Peter Grahame Browne (15 July 1924 – 11 September 2000) was an Australian Federal politician. Born in Sydney, he enlisted in 1940 and served with the 2nd AIF as a Gunner in the 14th Heavy Anti-aircraft Battery in Darwin during the Bombing of Darwin from February 1942. In 1943 he transferred to the RAAF to undertake pilot training through the Empire Air Training Scheme, initially at 2 Initial Training School (2 I.T.S.) Bradfield Park, Sydney. He was medically discharged from the RAAF after suffering from mastoiditis.

Not yet satisfied with his contribution to the war, Browne signed-up with the US Army Small Ships Section in June 1944 where he served on ships directly supporting the Philippines Campaign, particularly the Battle of Leyte Gulf and Invasion of Lingayen Gulf.
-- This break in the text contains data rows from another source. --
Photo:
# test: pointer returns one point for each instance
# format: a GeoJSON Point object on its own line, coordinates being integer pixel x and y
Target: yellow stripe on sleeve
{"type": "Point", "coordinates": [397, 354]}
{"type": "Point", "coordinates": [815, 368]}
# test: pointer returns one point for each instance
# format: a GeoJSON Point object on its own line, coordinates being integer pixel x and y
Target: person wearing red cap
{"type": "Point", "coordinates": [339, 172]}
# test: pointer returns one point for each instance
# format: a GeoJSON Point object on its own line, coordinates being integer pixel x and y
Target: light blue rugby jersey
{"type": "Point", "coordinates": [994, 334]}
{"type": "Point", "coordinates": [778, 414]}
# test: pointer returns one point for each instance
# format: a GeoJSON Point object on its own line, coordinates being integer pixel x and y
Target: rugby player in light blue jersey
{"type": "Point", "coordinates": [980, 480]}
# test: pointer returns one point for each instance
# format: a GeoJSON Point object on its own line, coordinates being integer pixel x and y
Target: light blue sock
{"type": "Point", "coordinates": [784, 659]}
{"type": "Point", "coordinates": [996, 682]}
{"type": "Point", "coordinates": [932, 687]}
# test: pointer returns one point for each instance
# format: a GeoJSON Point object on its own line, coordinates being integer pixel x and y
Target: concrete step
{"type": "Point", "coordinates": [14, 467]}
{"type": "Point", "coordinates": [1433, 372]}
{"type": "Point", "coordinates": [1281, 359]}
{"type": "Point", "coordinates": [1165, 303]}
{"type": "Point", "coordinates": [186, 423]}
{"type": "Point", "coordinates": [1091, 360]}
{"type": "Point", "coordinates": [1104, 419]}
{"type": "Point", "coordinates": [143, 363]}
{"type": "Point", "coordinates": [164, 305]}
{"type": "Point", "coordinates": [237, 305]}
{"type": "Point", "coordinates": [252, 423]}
In addition to his WW2 Australian Service and Campaign medals, he was awarded US Service Medals, including the Asiatic–Pacific Campaign Medal with Campaign Stars for the Battle of Leyte and the Battle of Luzon and the Philippines Liberation Medal.

After the war Browne became a drover and horse breaker, as well as an organiser for the Liberal Party. In 1958, he was elected to the Australian House of Representatives as the Liberal member for Kalgoorlie. He held the seat until his defeat in 1961. He then served as the Principal Private Secretary to the Treasurer, Harold Holt, in the Menzies government.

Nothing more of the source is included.